The study evaluates the dependence of p53 protein expression on the appearance of dark neurons (DNs) in the hippocampus in rats during experimental modeling of septoplasty. Septoplasty simulation was carried out on 15 sexually mature male Wistar rats. We studied histological sections of the hippocampus stained with Nissl toluidine blue and antibodies to the p53 protein. In the CA1 subfield, the number of p53-positive neurons significantly increased on the 2nd, 4th (p < 0.001) and 6th days (p < 0.05). In the dynamics, the peak of the growth of p53 protein expression in the cytoplasm of CA1 and CA2 neurons fell on the 2-4thday after the operation, and on the 6th day the number of these neurons decreased (p < 0.001). In the cytoplasm of CA3 neurons in all periods after surgery, an increase in the expression of the p53 protein as compared to the control group was noted. In the CA1 pyramidal layer, the number of DNs decreased on the 6th day (p < 0.001). In CA2, after 2 days, a minimum of DNs as compared with the 4th day (p < 0.001) was noted. In CA3, on the 4th day, there was a peak in DNs as compared with the rest of the days (p < 0.001). A positive strong association was found in all periods of assessment and in all subfields of the hippocampus between an increase in the number of dark and p53-positive neurons.
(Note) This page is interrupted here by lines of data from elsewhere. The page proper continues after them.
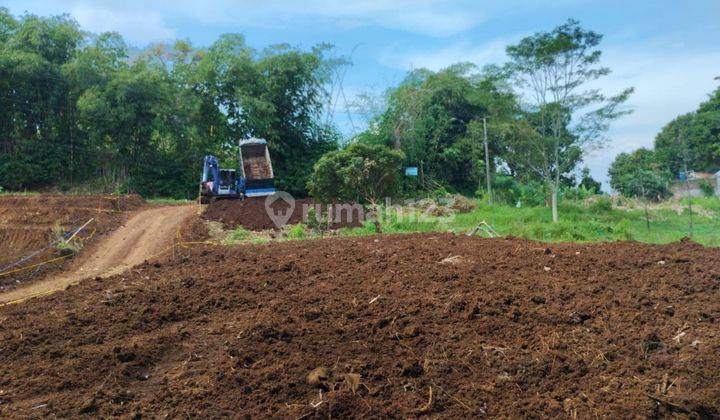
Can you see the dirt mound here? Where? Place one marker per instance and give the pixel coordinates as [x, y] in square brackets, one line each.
[400, 326]
[27, 225]
[252, 214]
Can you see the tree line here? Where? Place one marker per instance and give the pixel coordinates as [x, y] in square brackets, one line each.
[690, 142]
[83, 111]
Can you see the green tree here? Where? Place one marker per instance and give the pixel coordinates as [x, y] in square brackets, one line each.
[692, 139]
[361, 173]
[554, 68]
[638, 174]
[589, 183]
[436, 120]
[33, 98]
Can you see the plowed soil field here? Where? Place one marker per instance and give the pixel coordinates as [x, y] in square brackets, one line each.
[432, 325]
[26, 226]
[252, 214]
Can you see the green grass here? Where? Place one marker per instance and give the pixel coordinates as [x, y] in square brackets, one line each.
[578, 223]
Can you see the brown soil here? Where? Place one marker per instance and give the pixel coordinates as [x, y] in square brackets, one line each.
[26, 225]
[430, 325]
[252, 215]
[146, 233]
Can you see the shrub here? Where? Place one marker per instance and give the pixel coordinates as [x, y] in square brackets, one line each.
[296, 231]
[705, 186]
[602, 204]
[364, 173]
[622, 231]
[461, 204]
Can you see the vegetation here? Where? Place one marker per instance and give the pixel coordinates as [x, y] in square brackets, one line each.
[79, 114]
[592, 221]
[689, 142]
[556, 68]
[362, 173]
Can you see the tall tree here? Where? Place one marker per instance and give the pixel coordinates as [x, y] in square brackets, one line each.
[554, 69]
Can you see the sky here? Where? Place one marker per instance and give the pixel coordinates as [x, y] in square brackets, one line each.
[667, 50]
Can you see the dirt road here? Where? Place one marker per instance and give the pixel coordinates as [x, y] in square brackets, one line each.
[146, 233]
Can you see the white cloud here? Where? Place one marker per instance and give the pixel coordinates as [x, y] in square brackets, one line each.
[667, 84]
[427, 17]
[492, 52]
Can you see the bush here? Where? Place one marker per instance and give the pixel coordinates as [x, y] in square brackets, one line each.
[705, 186]
[601, 204]
[460, 203]
[622, 231]
[363, 173]
[296, 231]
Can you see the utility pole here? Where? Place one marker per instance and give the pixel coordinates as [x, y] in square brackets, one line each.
[687, 179]
[487, 161]
[687, 189]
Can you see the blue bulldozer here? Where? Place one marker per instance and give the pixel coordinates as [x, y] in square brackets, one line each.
[253, 178]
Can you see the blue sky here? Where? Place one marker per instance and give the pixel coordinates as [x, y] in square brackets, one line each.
[667, 50]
The appearance of dark and p53-positive neurons in the hippocampal formation in rats after simulating septoplasty are typical responses of nervous tissue to stress. It is obvious that the expression of the p53 protein is associated with the basophilia of the cytoplasm of neurons, their morpho-functional state. Presumably, the p53 protein can trigger not only the activation of damaged neurons in the hippocampus but also play a neuroprotective role. Upcoming studies should determine the role of the p53 protein in the further fate of damaged neurons in the pyramidal layer and differentiate the mechanisms of its expression.